29 P.2d 115 | Okla. | 1934
This is an appeal from an order of the district court of Payne county sustaining a demurrer to the evidence offered in support of a writ of garnishment, and a judgment in favor of garnishee.
The Hood Rubber Products Company, hereinafter referred to as plaintiff, on December 3, 1928, obtained a judgment against R.W. Dickey in the sum of $335.17, together with interest and costs. Four executions were issued and returned, "no property found." On July 12, 1929, a garnishment affidavit was filed in which it was alleged that L.A. Taylor, hereinafter referred to as defendant, had in his possession certain personal property belonging to Dickey, not exempt from seizure. Certain interrogatories were submitted to defendant, to which he filed answer. Issue was joined on the answer and the matter tried to the court. The court sustained a demurrer to plaintiff's evidence and rendered judgment in favor of defendant garnishee, from which judgment and order, this appeal has been lodged.
The only issue involved herein is whether or not at the time of service of the garnishment summons, defendant garnishee had in his possession any property of Dickey, the judgment debtor.
The record shows that Dickey was the owner of an automobile business; that defendant had signed certain notes as surety for Dickey to the American National Bank of Stillwater in the total amount of $7,514.80; that the bank also held a mortgage on the stock of auto merchandise, parts, tires, and accessories and a number of used automobiles owned by Dickey.
On May 27, 1929, the bank obtained judgment against Dickey and Taylor on the notes and for a foreclosure of the chattel mortgage. Defendant Taylor paid the judgment and took an assignment of the judgment from the bank. A special execution was issued and the property sold at sheriff's sale and purchased by defendant for $1,015, for which amount Dickey was credited on his indebtedness to defendant.
A bill of sale was executed by Dickey to defendant on June 5, 1929, to the following described property, not included in the mortgage above mentioned: "Office desk and chairs, 1 filing case, all garage tools, ana equipment, and all interest in new cars on the floor and all accounts due the Dickey Motor Company."
Through these conveyances Taylor became the owner of the entire business, and operated the same thereafter. It was shown that after these transfers had been made, Dickey was still indebted to defendant in the sum of $6,400. Plaintiff contends that the transfers so made are fraudulent and void as violative of section 10014, O. S. 1931, commonly known as the Bulk Sales Law. It is agreed that the provision of said statute requiring notice of the proposed transfer to other creditors was not complied with.
In the recent case of Texas Hide Leather Co. v. Bonds,
"The Bulk Sales Law has no appilcation to the purchase of property at sales under judicial process."

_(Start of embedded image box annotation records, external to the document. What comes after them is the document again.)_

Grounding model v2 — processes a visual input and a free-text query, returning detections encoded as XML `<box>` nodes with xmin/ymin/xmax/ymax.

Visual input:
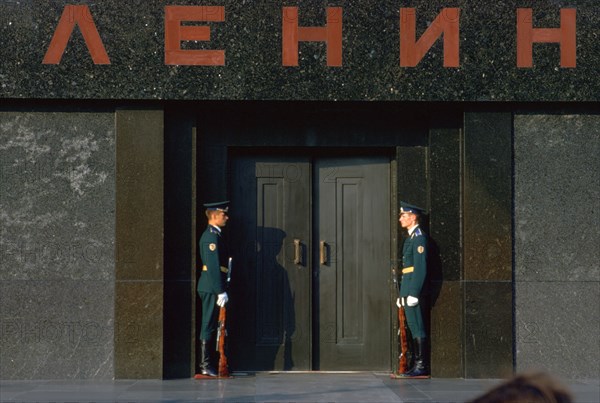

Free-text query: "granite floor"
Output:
<box><xmin>0</xmin><ymin>372</ymin><xmax>600</xmax><ymax>403</ymax></box>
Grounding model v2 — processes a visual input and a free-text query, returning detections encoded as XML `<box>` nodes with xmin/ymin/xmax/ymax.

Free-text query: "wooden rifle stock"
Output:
<box><xmin>398</xmin><ymin>306</ymin><xmax>408</xmax><ymax>374</ymax></box>
<box><xmin>217</xmin><ymin>306</ymin><xmax>229</xmax><ymax>378</ymax></box>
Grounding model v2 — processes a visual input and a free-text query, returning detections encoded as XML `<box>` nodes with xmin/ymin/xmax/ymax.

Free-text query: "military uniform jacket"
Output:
<box><xmin>198</xmin><ymin>225</ymin><xmax>228</xmax><ymax>294</ymax></box>
<box><xmin>400</xmin><ymin>227</ymin><xmax>427</xmax><ymax>298</ymax></box>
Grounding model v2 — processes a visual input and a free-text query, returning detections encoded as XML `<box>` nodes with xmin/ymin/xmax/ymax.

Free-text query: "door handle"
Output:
<box><xmin>319</xmin><ymin>241</ymin><xmax>327</xmax><ymax>265</ymax></box>
<box><xmin>294</xmin><ymin>239</ymin><xmax>302</xmax><ymax>265</ymax></box>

As to fixtures, see, also, Muskogee Wholesale Grocery Co. v. Durant,
In line with the policy of construction heretofore placed upon the Bulk Sales Law (sec. 10014, supra), which refers only to "stock of goods, wares, and merchandise," we see no cause or reason for extending the terms of the statute to cover outstanding accounts.
We are therefore concerned only with the transfer by bill of sale in so far as it covers "all interest in new cars on the floor." The record is silent as to any explanation of what this interest amounted to, and as to whether or not there was any interest therein on the part of the dealer until the cars were actually sold. In view of the state of the record, we can only say that plaintiff has failed in this regard to establish its burden of proof, and it is unnecessary to pursue this discussion further.
There is no contention that Dickey was not indebted to the defendant Taylor in the amounts charged and the only fraud charged is that fraud arising from a failure to conform to the Bulk Sales Law. Since no part of the transaction is covered by the provisions of the Bulk Sales Law, there is no merit to plaintiff's contention.
The judgment of the trial court is affirmed.
RILEY, C. J., CULLISON, V. C. J., and ANDREWS and BUSBY, JJ., concur.